GALLOWAY TOWNSHIP — Sandra Day O’Connor was confirmed as an associate justice to the U.S. Supreme Court by a unanimous vote in 1981, but her entry into the law profession was not as smooth.
She recalled applying to dozens of law firms after graduating from Stanford Law School. None would see her for an interview. One firm even offered her a position as a secretary.
“They said, ‘We don’t hire women,’” O’Connor told an audience at Stockton College Monday night. “They just wouldn’t even talk to me.”
But eventually the county attorney’s office in San Mateo, Calif., did offer her a job, launching a career that would take her to the highest court in the country.
Along the way, she was elected to the Arizona State Senate and later served as a superior court judge and on the Arizona Court of Appeals.
It was an unexpected phone call, however, that would make her a historic figure.
“Ron Reagan here. Hello, Sandra. Is that you,” the voice on the other end of the line asked.
O’Connor said the call was a surprise and the appointment an honor.
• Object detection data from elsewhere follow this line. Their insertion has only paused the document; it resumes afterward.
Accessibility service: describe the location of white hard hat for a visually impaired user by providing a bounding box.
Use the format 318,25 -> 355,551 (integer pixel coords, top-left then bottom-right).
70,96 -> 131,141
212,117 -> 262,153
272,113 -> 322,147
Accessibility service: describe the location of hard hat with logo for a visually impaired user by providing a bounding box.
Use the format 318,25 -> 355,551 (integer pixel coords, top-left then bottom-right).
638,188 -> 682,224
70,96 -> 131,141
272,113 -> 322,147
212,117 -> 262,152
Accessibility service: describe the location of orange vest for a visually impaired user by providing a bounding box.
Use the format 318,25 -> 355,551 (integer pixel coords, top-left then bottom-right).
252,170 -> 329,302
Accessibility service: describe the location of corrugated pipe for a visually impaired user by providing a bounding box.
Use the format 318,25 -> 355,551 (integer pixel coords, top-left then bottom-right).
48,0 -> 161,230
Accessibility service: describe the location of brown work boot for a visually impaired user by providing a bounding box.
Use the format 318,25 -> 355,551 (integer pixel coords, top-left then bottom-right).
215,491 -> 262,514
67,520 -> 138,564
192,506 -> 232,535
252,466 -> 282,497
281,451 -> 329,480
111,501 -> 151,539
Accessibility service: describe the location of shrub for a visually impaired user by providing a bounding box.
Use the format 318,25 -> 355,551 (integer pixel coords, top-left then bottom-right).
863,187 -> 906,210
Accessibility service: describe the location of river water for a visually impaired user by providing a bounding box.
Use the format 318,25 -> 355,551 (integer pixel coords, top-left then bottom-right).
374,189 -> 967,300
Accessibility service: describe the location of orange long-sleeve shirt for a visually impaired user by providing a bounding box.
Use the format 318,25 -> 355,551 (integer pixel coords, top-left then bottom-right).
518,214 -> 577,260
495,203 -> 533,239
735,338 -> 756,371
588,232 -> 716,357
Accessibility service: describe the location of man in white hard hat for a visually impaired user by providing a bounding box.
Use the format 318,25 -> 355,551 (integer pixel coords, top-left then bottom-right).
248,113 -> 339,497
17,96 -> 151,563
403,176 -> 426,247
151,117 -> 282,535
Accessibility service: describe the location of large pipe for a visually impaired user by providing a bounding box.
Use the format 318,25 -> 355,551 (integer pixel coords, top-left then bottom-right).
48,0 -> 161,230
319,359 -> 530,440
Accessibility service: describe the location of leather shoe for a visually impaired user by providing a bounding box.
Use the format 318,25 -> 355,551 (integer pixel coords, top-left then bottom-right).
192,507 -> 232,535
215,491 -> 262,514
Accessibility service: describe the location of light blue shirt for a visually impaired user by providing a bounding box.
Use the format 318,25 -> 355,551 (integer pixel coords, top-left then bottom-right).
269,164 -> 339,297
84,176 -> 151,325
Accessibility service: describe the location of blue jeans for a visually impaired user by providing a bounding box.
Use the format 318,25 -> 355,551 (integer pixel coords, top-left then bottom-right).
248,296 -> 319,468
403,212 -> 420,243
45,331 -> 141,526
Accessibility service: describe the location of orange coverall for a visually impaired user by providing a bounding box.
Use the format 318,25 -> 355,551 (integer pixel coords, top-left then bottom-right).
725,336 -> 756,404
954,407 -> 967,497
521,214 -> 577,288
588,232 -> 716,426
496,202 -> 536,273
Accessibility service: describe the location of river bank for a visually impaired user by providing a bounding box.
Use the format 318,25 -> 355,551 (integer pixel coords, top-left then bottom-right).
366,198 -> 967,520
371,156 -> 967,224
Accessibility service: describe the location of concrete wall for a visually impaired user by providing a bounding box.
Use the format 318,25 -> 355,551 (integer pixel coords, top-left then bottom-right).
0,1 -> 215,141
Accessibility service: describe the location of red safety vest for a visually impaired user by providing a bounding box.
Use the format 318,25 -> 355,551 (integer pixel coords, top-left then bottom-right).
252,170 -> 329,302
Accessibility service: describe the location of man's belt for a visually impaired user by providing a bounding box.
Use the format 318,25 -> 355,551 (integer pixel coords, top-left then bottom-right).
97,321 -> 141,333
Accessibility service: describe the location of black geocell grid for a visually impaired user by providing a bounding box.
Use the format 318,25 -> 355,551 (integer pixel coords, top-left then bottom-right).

After a 99-0 senate vote, O’Connor became the country’s first female Supreme Court justice.
That distinction brought thousands to Richard Stockton College on Monday as O’Connor launched the college’s Pappas Visiting Scholar Series.
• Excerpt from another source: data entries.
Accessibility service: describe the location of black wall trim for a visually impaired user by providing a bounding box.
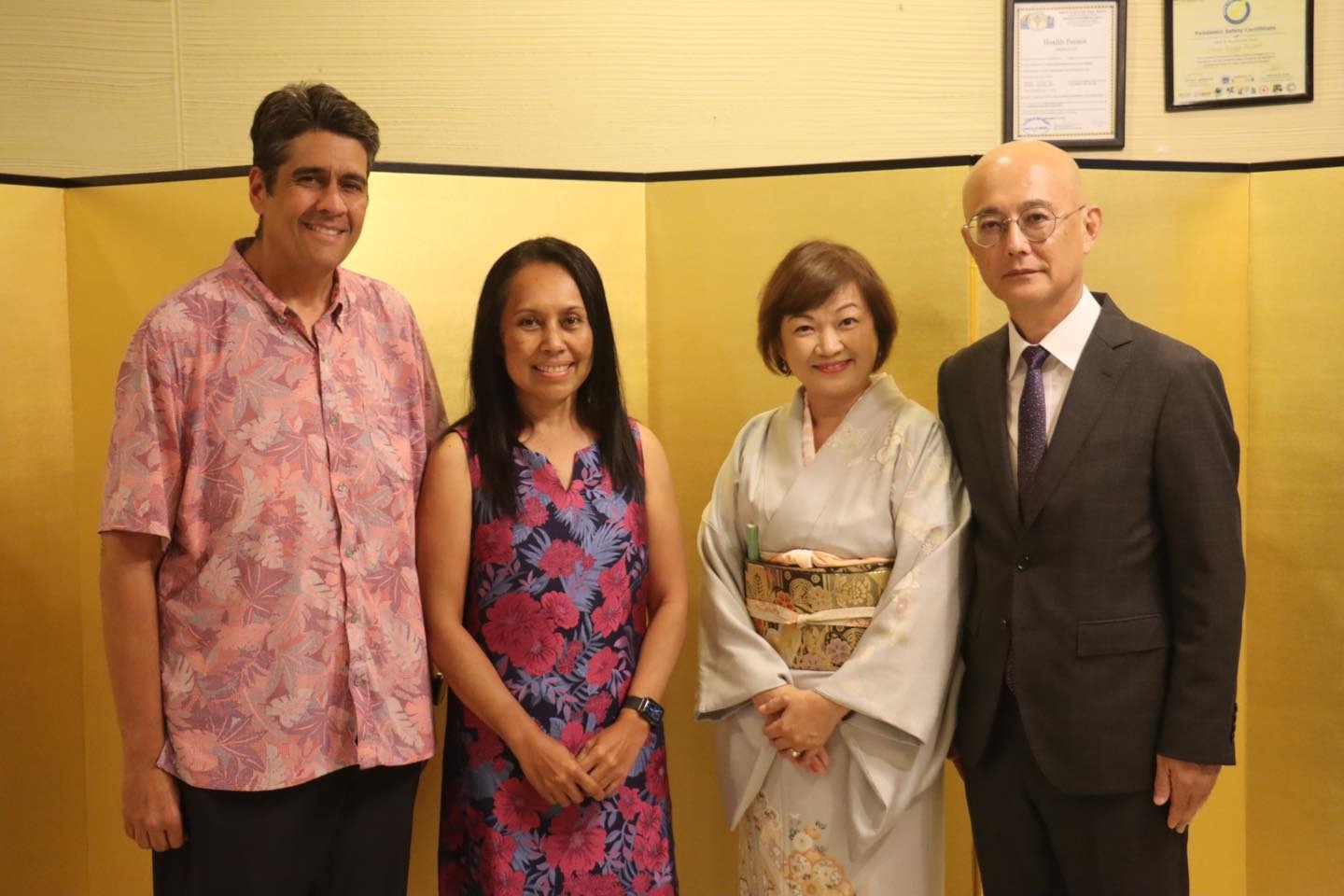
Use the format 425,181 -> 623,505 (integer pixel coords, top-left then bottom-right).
1252,156 -> 1344,172
66,165 -> 251,187
373,161 -> 648,184
7,156 -> 1344,188
642,156 -> 977,184
1078,159 -> 1252,175
0,175 -> 70,187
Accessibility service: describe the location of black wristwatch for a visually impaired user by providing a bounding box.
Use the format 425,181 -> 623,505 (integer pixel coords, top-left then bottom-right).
621,697 -> 663,727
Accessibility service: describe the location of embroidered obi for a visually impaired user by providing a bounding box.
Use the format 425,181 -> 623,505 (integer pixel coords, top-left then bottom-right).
746,560 -> 892,672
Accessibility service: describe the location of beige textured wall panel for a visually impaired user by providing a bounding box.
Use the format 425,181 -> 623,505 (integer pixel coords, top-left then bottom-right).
1246,166 -> 1344,896
180,0 -> 999,171
0,0 -> 181,177
0,0 -> 1344,175
0,186 -> 89,893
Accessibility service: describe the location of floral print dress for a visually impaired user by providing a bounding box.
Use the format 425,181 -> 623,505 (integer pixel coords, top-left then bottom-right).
440,428 -> 676,896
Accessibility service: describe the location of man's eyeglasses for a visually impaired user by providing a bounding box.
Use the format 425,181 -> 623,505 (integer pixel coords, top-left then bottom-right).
962,205 -> 1087,248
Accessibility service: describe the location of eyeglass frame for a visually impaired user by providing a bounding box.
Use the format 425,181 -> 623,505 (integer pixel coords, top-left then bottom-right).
961,203 -> 1087,248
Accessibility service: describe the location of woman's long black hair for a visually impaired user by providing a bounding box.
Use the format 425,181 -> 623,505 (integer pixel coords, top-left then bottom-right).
453,236 -> 644,513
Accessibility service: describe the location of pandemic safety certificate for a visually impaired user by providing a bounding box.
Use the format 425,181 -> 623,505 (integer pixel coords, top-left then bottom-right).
1167,0 -> 1311,111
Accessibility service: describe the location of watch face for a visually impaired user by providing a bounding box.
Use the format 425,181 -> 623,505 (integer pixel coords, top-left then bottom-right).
639,700 -> 663,725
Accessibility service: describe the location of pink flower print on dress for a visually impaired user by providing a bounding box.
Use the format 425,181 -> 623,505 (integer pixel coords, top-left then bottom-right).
541,804 -> 606,875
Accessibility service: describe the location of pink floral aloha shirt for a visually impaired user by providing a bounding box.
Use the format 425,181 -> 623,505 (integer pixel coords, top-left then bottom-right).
100,239 -> 445,790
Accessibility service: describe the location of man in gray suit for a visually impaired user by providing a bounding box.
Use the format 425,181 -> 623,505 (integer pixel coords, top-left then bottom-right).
938,143 -> 1246,896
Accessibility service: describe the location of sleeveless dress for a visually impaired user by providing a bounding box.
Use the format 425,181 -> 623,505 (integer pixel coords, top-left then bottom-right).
438,428 -> 678,896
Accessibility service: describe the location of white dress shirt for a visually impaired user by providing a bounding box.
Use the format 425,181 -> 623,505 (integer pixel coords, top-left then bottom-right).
1008,287 -> 1100,483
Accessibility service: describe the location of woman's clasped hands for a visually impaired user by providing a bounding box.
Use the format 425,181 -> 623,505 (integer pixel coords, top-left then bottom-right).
751,685 -> 848,775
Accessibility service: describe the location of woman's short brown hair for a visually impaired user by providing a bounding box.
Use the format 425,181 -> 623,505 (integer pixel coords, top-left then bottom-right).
757,239 -> 896,373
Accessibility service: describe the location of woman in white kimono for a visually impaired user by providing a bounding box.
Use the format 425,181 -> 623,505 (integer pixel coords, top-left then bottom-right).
696,242 -> 969,896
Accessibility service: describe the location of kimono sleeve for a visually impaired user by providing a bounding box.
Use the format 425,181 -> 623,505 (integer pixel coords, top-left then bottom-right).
98,318 -> 183,539
816,413 -> 971,744
696,423 -> 791,719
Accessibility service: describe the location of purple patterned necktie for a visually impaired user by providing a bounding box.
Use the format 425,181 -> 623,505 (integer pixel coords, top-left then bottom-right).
1017,345 -> 1050,508
1004,345 -> 1050,694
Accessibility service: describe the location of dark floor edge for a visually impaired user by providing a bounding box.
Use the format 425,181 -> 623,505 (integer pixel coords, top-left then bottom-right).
7,156 -> 1344,188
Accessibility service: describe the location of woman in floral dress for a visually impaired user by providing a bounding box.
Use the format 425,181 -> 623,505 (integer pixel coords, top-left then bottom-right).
416,238 -> 687,896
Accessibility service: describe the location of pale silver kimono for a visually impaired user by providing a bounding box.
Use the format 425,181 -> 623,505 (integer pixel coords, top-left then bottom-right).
696,375 -> 969,896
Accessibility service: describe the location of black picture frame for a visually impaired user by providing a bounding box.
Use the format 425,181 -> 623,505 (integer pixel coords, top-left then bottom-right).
1163,0 -> 1316,111
1002,0 -> 1129,149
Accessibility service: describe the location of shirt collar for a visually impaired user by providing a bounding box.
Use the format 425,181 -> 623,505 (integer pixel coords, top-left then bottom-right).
224,236 -> 349,329
1008,287 -> 1100,379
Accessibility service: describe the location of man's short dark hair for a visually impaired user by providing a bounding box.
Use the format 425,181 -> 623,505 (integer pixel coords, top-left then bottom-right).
251,83 -> 379,193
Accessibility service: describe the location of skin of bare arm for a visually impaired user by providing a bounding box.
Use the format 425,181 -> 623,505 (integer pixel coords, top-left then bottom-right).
98,532 -> 186,852
578,426 -> 690,796
415,434 -> 602,806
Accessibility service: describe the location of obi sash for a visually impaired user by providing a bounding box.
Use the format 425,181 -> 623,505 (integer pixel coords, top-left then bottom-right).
745,560 -> 892,672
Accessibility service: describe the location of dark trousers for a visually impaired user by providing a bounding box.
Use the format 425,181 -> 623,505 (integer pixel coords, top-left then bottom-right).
153,763 -> 425,896
965,689 -> 1189,896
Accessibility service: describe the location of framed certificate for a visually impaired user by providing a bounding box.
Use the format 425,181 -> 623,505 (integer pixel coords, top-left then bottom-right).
1164,0 -> 1314,111
1004,0 -> 1125,149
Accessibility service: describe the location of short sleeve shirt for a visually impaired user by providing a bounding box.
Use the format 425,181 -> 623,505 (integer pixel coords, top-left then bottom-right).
100,241 -> 445,790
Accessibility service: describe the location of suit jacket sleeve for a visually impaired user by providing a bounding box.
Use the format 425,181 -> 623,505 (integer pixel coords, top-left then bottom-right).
1154,355 -> 1246,764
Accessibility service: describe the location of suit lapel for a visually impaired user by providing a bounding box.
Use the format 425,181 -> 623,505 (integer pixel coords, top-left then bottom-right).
973,327 -> 1017,520
1027,293 -> 1133,528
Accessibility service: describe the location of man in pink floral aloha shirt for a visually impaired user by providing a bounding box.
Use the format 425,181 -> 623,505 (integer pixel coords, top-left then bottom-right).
100,85 -> 445,896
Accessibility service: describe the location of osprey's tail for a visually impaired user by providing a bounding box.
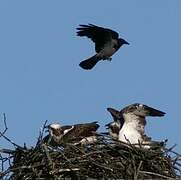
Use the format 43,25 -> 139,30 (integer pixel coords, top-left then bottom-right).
79,55 -> 101,70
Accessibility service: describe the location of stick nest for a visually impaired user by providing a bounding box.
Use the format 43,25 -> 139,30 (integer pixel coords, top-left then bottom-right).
0,135 -> 181,179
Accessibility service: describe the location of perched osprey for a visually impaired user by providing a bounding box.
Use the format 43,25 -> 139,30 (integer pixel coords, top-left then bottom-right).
106,108 -> 124,140
107,103 -> 165,148
44,122 -> 99,146
77,24 -> 129,70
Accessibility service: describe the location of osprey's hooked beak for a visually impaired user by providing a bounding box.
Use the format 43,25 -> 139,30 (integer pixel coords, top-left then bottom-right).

During an hour-long conversation with attorney Thomas Wilner, O’Connor told stories of her youth growing up on a ranch in New Mexico, her early years as a law student, and her path to the Supreme Court.
O’Connor focused on the strides women have made, but acknowledged women still have barriers to break.
“It’s been very slow to get women in positions of authority in this country,” O’Connor said.
She said that today watching three women serve on the court is a source of pride.
“To look up at the bench and see three women sitting on it is very satisfying,” she said.
O’Connor, the mother of three children, said she understands the dilemma working women face in this country and that there’s “no easy answer” for them.
Wilner, the moderator and a Washington, D.C.-based attorney with the firm of Shearman & Sterling, asked if men should do more to help.
“Well, you probably should, but it’s not likely to happen,” she joked.
And despite the challenges, she urged women to work toward their goals.
“Just hang in there,” she said. “It’s worth it at the end of the day.”
She also spoke of her continuing efforts to promote civics education, something many schools no longer offer.
O’Connor founded the online project iCivics.org, a web-based project designed to encourage young people to learn about their government and to become involved in it.
It was founded, she said, because “we needed to teach young people what our system of government is.”
Audience members also hear anecdotes from her days on the Supreme Court. She recalled her first meeting with Justice Byron White.
It is tradition for each justice to shake each other justice’s hand before oral argument.
When White shook her hand the first time, “I thought I was going to die on the spot. He just crunched it.”
After that, O’Connor never took his whole hand again.
“I just took the thumb,” she said.
Her time on the court she recalled fondly. “We worked together, I thought, very well indeed.”
After her talk, college President Herman J. Saatkamp Jr. and college Provost Harvey Kesselman gave O’Connor an honorary degree from the college. “I have a hood,” she said as they presented her with the degree’s colors.
And as the night ended, the audience joined in singing “Happy Birthday” to O’Connor. She will be 84 on Wednesday.